Já em Vila Franca, Marta conduz curva a curva até chegar a casa. É a melhor opção para a estudante, que se queixa da falta de autocarros no “meio do nada” onde vive. Aponta ainda a falta de ligações diretas da zona de Vila Franca de Xira ao centro de Lisboa.

Marta citação
Rafael separador

Rafael Ramusga, de 21 anos, aceitou o desafio de um amigo para usar apenas a bicicleta durante dois meses. Foi assim que ganhou um hábito pelo qual ganhou muito gosto. Agora faz o percurso entre a sua casa em Arroios e o Instituto de Geografia e Ordenamento do Território a dar ao pedal.

Foi preciso regressar a Lisboa para ganhar novamente o gosto pelo ciclismo. Em Leiria, cidade de onde é, Rafael costumava andar de bicicleta por lazer até ter um acidente que o assustou. Medos afastados, hoje a bicicleta faz parte da vida do estudante de Planeamento e Gestão do Território.

Rafael fala numa “democratização demasiado grande” do automóvel em Lisboa. Com isto, quer dizer que o carro ainda é o rei da cidade, onde há pouco espaço para os peões e automobilistas. No entanto, a pandemia da Covid-19 trouxe um aumento de 25% da micromobilidade em Lisboa.

Não embater contra as pessoas que se atravessam de repente na ciclovia, ter atenção aos carros para não levar com uma porta ou mesmo para evitar um acidente são obstáculos que fazem parte do dia a dia de quem anda de bicicleta na capital.
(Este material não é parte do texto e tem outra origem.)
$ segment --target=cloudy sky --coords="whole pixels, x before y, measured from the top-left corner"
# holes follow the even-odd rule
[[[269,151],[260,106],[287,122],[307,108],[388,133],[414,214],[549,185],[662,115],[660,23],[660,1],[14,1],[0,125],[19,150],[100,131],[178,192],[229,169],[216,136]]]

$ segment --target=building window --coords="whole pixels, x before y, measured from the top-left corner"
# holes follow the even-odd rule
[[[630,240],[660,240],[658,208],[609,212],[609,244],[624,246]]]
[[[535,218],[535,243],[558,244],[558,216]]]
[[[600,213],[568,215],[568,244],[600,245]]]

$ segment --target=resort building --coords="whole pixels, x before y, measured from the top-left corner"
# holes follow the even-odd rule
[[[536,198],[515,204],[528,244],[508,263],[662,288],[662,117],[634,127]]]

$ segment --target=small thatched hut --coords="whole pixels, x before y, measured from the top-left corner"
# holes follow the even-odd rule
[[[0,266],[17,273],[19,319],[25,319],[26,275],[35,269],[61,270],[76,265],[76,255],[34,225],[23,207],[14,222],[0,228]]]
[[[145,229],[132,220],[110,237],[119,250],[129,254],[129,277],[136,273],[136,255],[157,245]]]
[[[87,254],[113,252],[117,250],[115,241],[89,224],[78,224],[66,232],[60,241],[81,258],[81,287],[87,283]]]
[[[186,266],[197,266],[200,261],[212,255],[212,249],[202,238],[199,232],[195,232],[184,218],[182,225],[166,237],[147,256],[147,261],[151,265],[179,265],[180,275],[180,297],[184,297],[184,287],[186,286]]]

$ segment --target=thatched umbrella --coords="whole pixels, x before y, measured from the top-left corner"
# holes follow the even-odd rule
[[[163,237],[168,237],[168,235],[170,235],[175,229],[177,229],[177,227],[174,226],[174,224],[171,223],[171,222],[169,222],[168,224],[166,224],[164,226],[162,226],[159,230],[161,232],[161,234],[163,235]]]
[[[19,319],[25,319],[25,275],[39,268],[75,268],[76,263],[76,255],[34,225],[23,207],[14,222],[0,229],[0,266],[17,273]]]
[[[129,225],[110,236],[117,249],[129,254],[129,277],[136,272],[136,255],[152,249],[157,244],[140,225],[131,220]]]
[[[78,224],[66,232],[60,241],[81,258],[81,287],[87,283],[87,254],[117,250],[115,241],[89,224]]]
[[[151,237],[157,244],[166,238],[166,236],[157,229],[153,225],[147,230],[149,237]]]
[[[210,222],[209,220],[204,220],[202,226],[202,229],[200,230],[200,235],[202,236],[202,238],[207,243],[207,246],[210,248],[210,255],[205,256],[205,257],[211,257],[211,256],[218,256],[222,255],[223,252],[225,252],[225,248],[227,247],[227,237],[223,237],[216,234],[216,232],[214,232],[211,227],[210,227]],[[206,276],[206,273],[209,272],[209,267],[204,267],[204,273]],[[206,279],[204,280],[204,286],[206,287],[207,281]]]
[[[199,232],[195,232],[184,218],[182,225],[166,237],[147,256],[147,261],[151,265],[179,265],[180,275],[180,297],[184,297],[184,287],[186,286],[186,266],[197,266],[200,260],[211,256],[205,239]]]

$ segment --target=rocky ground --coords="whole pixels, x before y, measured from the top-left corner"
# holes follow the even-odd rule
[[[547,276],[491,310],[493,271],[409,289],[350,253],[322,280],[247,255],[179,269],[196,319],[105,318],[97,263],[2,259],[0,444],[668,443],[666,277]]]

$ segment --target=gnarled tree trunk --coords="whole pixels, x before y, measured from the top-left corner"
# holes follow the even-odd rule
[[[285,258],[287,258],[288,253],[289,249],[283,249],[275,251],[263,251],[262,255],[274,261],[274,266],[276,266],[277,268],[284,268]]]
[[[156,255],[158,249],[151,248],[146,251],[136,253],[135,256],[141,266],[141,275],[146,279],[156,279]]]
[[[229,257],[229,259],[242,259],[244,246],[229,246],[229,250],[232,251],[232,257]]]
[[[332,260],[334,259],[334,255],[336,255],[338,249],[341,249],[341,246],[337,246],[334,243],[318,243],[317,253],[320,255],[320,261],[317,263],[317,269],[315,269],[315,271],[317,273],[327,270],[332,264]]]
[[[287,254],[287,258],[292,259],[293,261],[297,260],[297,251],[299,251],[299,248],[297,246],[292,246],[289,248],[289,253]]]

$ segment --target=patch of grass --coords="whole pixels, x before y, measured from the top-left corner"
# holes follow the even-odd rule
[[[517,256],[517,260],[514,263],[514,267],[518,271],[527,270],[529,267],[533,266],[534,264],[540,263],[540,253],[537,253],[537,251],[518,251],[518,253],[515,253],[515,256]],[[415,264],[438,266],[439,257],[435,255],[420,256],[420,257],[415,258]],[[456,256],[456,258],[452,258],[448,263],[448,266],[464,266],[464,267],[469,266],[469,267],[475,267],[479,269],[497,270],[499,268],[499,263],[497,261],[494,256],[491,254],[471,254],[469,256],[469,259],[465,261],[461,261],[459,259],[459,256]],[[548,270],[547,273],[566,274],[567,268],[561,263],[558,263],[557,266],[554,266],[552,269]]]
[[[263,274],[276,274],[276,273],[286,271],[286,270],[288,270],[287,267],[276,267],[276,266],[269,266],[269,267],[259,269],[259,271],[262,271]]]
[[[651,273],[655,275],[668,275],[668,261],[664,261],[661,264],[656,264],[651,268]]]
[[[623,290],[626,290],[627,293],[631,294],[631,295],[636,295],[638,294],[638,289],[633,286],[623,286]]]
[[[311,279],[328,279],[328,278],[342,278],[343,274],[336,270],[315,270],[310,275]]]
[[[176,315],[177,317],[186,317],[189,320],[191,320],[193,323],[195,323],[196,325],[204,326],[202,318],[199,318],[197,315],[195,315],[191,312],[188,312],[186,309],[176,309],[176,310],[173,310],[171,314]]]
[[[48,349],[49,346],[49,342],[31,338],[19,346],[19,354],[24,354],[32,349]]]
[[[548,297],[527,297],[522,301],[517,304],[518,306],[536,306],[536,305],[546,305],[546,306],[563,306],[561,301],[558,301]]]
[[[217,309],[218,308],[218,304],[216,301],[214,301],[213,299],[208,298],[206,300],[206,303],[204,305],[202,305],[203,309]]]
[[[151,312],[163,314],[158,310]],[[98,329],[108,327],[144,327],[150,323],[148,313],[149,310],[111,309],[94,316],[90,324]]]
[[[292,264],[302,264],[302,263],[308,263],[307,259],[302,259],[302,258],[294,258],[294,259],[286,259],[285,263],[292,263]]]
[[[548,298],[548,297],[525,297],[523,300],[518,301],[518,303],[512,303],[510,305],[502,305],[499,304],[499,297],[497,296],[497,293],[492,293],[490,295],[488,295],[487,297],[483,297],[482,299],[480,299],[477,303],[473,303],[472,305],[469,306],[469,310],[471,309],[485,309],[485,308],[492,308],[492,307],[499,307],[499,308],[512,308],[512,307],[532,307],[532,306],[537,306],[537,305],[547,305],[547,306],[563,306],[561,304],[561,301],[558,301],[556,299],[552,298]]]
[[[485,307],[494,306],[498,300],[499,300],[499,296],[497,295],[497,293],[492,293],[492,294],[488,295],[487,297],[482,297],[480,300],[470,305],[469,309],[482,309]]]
Em 2020, Lisboa tornou-se numa cidade mais amiga do ambiente. A Empresa Municipal de Mobilidade e Estacionamento de Lisboa (EMEL) acrescentou 14 quilómetros à rede de ciclovias na capital. O guia “Como pedala Lisboa” mostra que já se poupou mais de 100 toneladas de CO2. Como? 29% das viagens antes feitas de carro são agora feitas com bicicletas GIRA.

Rafael gostava de ver os portugueses a mudar as suas mentalidades na forma como se deslocam dentro das cidades. Seja a utilizar transportes públicos ou bicicletas, o importante é pensar na relação entre as viagens que fazemos (curtas ou longas) e a poluição causada.

No mês de dezembro, a bicicleta ficou mais vezes em casa por causa do frio. Para fazer viagens mais confortáveis, ainda para mais em dias que volta de noite da escola, Rafael voltou a usar o metro. Agora no início do ano, se o tempo melhorar, talvez a bicicleta já saia mais vezes à rua.

Seguidor atento de matérias de mobilidade, em outubro de 2021, Rafael foi uma das milhares de pessoas que, a bordo de uma bicicleta ou trotinete, se manifestaram na defesa da ciclovia da Avenida Almirante Reis. O atual executivo da Câmara Municipal de Lisboa tinha como intenção refazer o trajeto.